Tido como uma alternativa de subsistência a 15 famílias da aldeia, envolvendo diretamente 26 pessoas, com idade entre 19 a 30 anos, o projeto por elas desenvolvido já concluiu duas etapas previstas. Na primeira etapa, ocorrida em junho de 2016, os/as indígenas foram capacitados quanto ao manejo. Eles/as produziram um mapa da localização das áreas de açaí e aprenderam técnicas de manejo. A segunda etapa foi voltada ao inventário dos açaizais e à prática de manejo. Neste momento, os/as participantes fizeram a limpeza da área, identificaram a quantidade de pés de açaí e a potencialidade da ação de manejo. Constatou-se, no entanto, que a potencialidade é 80% de produção de açaí, com 974 pés produtivos.

| Em parceria com a UFPA, os/as indígenas receberam orientações para a realização do manejo de açaizais

Cada área produtiva equivale a cinco hectares, porém, considerando duas áreas de uso coletivo, totalizam-se dez hectares produtivos.
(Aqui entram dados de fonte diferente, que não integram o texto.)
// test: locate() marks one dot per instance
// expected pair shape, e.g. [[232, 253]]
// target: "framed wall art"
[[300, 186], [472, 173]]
Cada pé de açaí gera uma média de quatro quilos de semente, dessa forma, considerando o total de pés produtivos, tem-se cerca de 219 latas de 15 quilos e 1314 litros de polpa do fruto. Vale ressaltar, ainda, que a Associação para além dos pés nativos, a AIPHX comprou mil mudas de açaí. Plantou 200 pés em cada área produtiva e o restante dividiu em quantidades iguais para cada família do projeto poder plantar em suas roças individuais.

Projetando conquistas voltadas à segurança alimentar

A propagação do projeto desenvolvido pelos Xipaia alcança outras cinco aldeias que ficam próximo a Tukamã com a produção de açaí. Além disso, a comunidade já tem um projeto de Programa de Aquisição de Alimentos (PAA) aprovado e a expectativa é que o recurso seja acessado ainda este ano.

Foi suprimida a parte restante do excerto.